Consider the IVP given by
$ \frac{dx}{dt} = f(x), x(0)=0,$ where $f(x) =1$ if $x<0$ and $= -1 $ if $x \geq 0$
There exists no solution to this IVP on any interval $[0, T], T> 0$.
Incorrect proof: Suppose that there exists a solution to this IVP, given by $x: [0,T] \to \mathbb{R}, T >0$. Clearly $x(t) \neq 0$ for all $t \in (0, T]$ because $f$ is not continuous at 0. So suppose that $x(T) > 0.$ Then $x(t) > 0$ for all $t \in (0, T]$ and consequently $f(x(t)) = -1 $ for all $t \in (0, T]$. Then $ \frac{dx}{dt} = 1$ for all $t \in (0, T]$ and so $x(t) = -t$. So $x(t) = -t$ is a solution to the IVP but the proposition says that there is no solution, so we have a contradiction.

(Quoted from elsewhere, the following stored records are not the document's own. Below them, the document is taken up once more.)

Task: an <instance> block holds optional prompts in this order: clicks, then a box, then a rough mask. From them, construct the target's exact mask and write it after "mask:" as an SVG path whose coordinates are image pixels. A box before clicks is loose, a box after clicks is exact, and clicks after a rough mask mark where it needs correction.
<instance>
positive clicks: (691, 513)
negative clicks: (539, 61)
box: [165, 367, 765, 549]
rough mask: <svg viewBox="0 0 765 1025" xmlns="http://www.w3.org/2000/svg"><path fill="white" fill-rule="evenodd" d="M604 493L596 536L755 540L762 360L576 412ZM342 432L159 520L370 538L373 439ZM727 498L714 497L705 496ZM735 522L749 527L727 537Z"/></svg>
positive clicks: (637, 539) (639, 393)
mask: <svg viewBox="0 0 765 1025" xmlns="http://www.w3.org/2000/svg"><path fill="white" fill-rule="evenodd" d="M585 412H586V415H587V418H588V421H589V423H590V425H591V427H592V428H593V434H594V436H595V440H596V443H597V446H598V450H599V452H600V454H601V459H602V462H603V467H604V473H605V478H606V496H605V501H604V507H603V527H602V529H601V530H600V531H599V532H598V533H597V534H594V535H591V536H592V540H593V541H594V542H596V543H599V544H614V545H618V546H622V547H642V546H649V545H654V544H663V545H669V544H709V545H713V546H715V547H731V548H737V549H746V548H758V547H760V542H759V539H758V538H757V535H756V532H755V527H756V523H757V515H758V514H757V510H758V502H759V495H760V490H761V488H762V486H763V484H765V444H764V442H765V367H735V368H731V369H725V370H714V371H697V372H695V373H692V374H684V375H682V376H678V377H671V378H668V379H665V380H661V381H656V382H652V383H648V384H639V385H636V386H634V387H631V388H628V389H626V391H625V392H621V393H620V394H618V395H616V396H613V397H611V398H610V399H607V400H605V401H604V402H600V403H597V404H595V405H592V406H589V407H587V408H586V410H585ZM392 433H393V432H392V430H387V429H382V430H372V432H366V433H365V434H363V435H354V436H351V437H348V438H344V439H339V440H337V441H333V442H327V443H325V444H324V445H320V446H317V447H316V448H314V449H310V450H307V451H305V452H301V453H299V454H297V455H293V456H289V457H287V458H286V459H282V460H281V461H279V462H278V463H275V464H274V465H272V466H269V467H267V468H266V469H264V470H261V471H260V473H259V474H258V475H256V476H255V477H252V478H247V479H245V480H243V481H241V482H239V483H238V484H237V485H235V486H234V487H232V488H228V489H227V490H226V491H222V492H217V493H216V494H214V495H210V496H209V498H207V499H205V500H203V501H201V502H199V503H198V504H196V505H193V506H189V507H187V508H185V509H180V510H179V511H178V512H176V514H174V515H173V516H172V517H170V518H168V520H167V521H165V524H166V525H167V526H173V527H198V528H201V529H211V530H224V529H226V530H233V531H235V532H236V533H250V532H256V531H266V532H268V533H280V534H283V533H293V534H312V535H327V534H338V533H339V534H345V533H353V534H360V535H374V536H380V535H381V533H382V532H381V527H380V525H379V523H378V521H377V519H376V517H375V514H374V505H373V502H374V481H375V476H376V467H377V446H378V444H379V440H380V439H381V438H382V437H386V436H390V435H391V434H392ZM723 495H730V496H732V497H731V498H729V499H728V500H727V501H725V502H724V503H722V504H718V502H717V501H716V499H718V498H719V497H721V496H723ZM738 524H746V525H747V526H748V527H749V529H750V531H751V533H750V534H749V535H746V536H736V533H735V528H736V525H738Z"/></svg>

Where is the error in this proof?
In your proof attempt, you suppose that $x(t)>0$ for all $t>0$, and then use that assumption to construct a function such that $x(t)<0$ for all $t>0$, but that violates your original assumption!
Instead you might argue as follows: suppose $x(t)>0$ for all $t>0$. Then by definition of $f$ we have $\frac{dx}{dt}=-1$ for all $t>0$. Now since $x(0)=0$ and $x$ is continuous, we can find some $\delta>0$ such that $0<x(t)<\frac{T}{2}$ for all $0<t<\delta$. Then let $t<\min\{\delta,\frac{T}{2}\}$. Using the fundamental theorem of calculus, we get $x(t+\frac{T}{2}) = x(t) + \int_t^{t+\frac{T}{2}} \frac{dx}{dt}(y)dy = x(t) + \int_t^{t+\frac{T}{2}} (-1)dy = x(t) - \frac{T}{2} < 0$, but since $t+\frac{T}{2}<T$ by definition, this is a contradiction.
The case when you instead assume $x(t)<0$ for all $t>0$ is practically identical.